Des experts en cybersécurité interrogés par Wired ou TechCrunch rappellent que l’enregistrement et la conservation systématique d’audios chiffrés nécessiteraient :

  • La modification fondamentale du chiffrement de bout en bout actuellement utilisé par WhatsApp.
  • Des coûts de stockage astronomiques.
  • Un risque accru de fuite ou de piratage, avec des conséquences juridiques et réputationnelles majeures.

De plus, cela contredirait publiquement les engagements de Meta sur la protection de la vie privée et la confidentialité des échanges.
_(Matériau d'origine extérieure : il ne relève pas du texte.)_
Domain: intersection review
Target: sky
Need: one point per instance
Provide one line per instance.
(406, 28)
Il est donc peu crédible, d’un point de vue technique et stratégique, qu’un tel projet soit sérieusement envisagé.

5. Une vidéo virale… sans aucune preuve concrète

Enfin, il est important de rappeler que la vidéo TikTok à l’origine de cette rumeur ne fournit aucune preuve tangible :

  • Aucun document interne de Meta n’est montré.
  • Aucune capture d’écran d’éventuelles discussions internes ou fuites n’est présentée.
  • Aucune source vérifiable n’est citée — ni déclaration, ni média spécialisé, ni expert indépendant.

Par ailleurs, aucun grand média tech ou cybersécurité (comme The Verge, Wired, TechCrunch, ZDNet, Motherboard, etc.) n’a relayé cette rumeur. Or, ces plateformes sont généralement les premières à détecter les fuites ou projets sensibles des GAFAM.

La vidéo s’appuie sur une narration alarmiste, des visuels dramatiques et un montage suggestif, sans éléments concrets. Il s’agit là d’une désinformation par insinuation, qui sème la peur sans reposer sur des faits.